For security we want a READ only database user to contact the database, when we're querying the database. The way the Search Engine works, it should not be possible to make any Update, Delete or Drop commands. But to be completely sure we're changing the user.

The new read only datasource is configured in the application properties via Env variables.

Acceptance Criteria

• [x] We only have read access when calling the DB from the Search Engine
• [x] I can input the DB user info as Env variables.
• [x] Tested locally

[Nicolas-Northtech]

Application properties now has datasource.admin and datasource.readonly. Readonly user is currently created with a Liquibase file for test and development environments. Had to remove

"CREATE EXTENSION IF NOT EXISTS age;
            LOAD 'age';
            SET search_path = ag_catalog, "$user", public;

as it errored with the readonly user.
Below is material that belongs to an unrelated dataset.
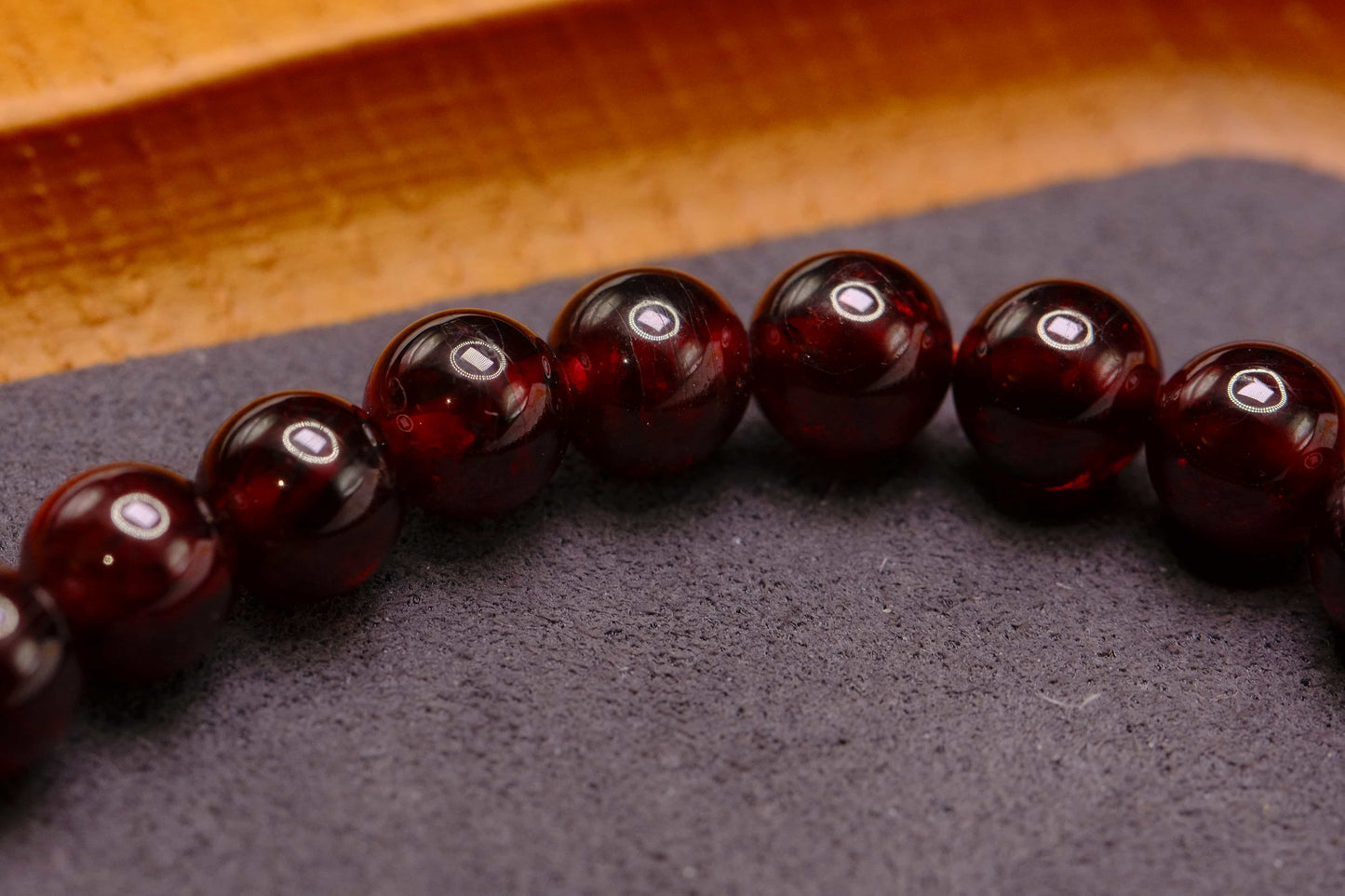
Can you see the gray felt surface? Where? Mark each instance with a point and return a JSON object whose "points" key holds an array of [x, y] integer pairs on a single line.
{"points": [[752, 678]]}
Instead, I added

handle.execute("set search_path TO ag_catalog;");

so it would recognize agtypes.

Only repository using the readonly user is Queries.

[Nicolas-Northtech]

Tests are populating the database and not a temporary instance. Have to check that up. Issue is back open.

[Nicolas-Northtech]

Finally done. We now have a readonly user available for use, with select privileges only. It is used in Queries. It is created with Liquibase.